DE19545468A1 - Increasing yield of riboflavin in microbial cultures - Google Patents

Abstract

In the microbial prodn. of riboflavin (Rf) by growing a Rf-producing microorganism in a nutrient medium, the new feature is that the endogenous isocitrate lyase (ICL) activity of the microorganism has been altered. Also new are: (1) ICL gene encoding the 560 residue amino acid sequence (I), given in the specification; and (2) genetic construct contg. the ICL gene.

Description

The invention relates to a method for microbial production of riboflavin according to claims 1 to 11, isocitrate lyase genes according to claims 12 to 15, gene structures according to claim 16, Vectors according to claim 17, transformed cells according to claim 18 to 20 and uses of an isocitrate lyase gene according to claim 21 to 27.

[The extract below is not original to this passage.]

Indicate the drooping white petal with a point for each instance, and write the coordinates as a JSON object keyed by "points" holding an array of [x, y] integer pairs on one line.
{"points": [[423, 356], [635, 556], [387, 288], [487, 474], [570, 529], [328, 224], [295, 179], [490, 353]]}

The vitamin B₂, also called riboflavin, is for humans and animals essential. With vitamin B₂ deficiency, inflammation occurs Mouth and throat mucous membranes, cracks in the corners of the mouth, itching and Inflammation in the skin folds etc. Skin damage, conjunctiva inflammation, reduced visual acuity and clouding of the cornea. In infants and children, growth arrest and ge weight loss occur. The vitamin B₂ is therefore economical Significance especially as a vitamin preparation for vitamin deficiency as well as a feed additive. It is also used as a food coloring fabric, for example in mayonnaise, ice cream, pudding, etc. set.

Riboflavin is produced either chemically or microbial. In the chemical manufacturing process, this is Riboflavin usually in multi-step processes as a pure end product won, but also relatively expensive out gang products - such as D-Ribose - are used have to. Hence the chemical synthesis of riboflavin comes only for such uses into consideration for the pure riboflavin is necessary, such as B. in human medicine.  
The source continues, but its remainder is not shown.